A bad report could have dire consequences for Jersey, with the island particularly keen to avoid being added to a ‘grey list’ of jurisdictions which are judged to have inadequate laws, practices and resources to tackle financial crime.
Last February, after a damning evaluation by the Caribbean equivalent of Moneyval, the Cayman Islands were added to this ‘grey list’, which is compiled by an international body called the Financial Action Task Force, which sets the global standards on which assessments are made.
Other grey-listed countries include North Korea, Myanmar and Syria. Countries on the list are subject to increased monitoring by FATF, who decide if and when they can be removed from it.
Last week, Moneyval published its assessment of Monaco.
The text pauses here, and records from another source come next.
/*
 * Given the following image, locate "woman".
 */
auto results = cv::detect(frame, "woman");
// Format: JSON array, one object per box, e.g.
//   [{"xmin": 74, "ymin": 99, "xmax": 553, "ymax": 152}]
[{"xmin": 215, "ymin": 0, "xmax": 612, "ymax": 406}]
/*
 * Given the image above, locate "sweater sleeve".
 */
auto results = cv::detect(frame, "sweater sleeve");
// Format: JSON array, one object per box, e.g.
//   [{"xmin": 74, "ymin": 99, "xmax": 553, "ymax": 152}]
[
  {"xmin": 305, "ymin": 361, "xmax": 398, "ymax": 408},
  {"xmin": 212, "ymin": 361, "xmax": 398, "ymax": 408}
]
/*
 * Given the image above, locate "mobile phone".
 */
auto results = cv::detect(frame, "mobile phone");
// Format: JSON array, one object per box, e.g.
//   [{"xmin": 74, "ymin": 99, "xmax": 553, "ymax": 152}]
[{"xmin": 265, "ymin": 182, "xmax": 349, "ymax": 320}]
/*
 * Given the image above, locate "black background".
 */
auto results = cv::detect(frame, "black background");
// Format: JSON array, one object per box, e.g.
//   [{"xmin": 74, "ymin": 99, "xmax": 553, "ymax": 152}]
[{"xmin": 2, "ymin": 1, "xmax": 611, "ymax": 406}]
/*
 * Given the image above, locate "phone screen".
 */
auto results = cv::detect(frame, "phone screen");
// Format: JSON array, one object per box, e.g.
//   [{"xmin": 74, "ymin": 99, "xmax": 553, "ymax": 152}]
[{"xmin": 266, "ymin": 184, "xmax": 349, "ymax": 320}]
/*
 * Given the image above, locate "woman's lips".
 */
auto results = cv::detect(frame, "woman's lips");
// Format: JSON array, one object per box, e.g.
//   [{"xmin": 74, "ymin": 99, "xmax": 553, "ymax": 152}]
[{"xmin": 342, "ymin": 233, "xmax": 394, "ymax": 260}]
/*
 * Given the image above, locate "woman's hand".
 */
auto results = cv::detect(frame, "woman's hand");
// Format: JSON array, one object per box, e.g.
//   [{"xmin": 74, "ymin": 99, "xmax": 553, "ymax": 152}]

The Mediterranean principality has not joined FATF’s grey list, but the international watchdog is expected to discuss the report at its next meeting at the end of February.
On Tuesday, members of Jersey’s finance industry met to hear about the latest preparations for the island’s own Moneyval assessment.
Pictured: George Pearmain is leading the Government's preparation for the key Moneyval assessment.
There, George Pearmain – the Government’s Director of Financial Crime Strategy – said that the Monaco evaluation was “very scathing”, but Jersey was in a different position.
He said: “Monaco’s risk profile is not dissimilar to Jersey's, but its approach and preparation [for evaluation] was very different; for instance, Monaco did not make any legislative changes until last April, whereas Jersey has already taken several important steps.”
Mr Pearmain added that Jersey’s position was more akin to another recently evaluated jurisdiction, Estonia, which had received a far more favourable report to Monaco.
“Like Jersey, Estonia invested substantially in its Financial Intelligence Unit and engaged in a sustained programme of outreach [to the industry]. It was able to predict many of the recommendations which Moneyval made; something we too are aiming to do.”
By contrast, Monaco received a critical report, which the 0.76 sq-mile nation says it is now seeking to rectify.
Bloomberg reported that inspectors had found that “ownership databases were largely incomplete, reports on suspicious transactions were filed months late, and authorities lacked the resources or sophistication to tackle the most complex investigations.
“The findings led the inspectors to give Monaco their worst effectiveness rating for the way it prosecutes money laundering and recovers assets.”
Despite Jersey being better prepared – with the island already passing laws to introduce Deferred Prosecution Agreements and to make ‘Failing to Prevent’ financial crime an offence – the finance industry is not expected to get a clean bill of health.
Richard Pedley, Associate Director of Financial Crime Strategy, told the meeting: “Anecdotally, there seems to be two schools of thought in the run up to the evaluation: one is ‘it’s all going to be fine, so there’s no point doing anything’; and the other is that ‘we’re all completely doomed’.
“I don’t believe either is correct, and the truth is somewhere in the middle. We are not doomed but we are not home free, either. We are better prepared than others, and will be even more prepared by September’s on-site visit.
“One thing we can guarantee is that we will be well prepared, which we expect will serve to reduce the scope of Moneyval’s inevitable recommendations when they come out next year.”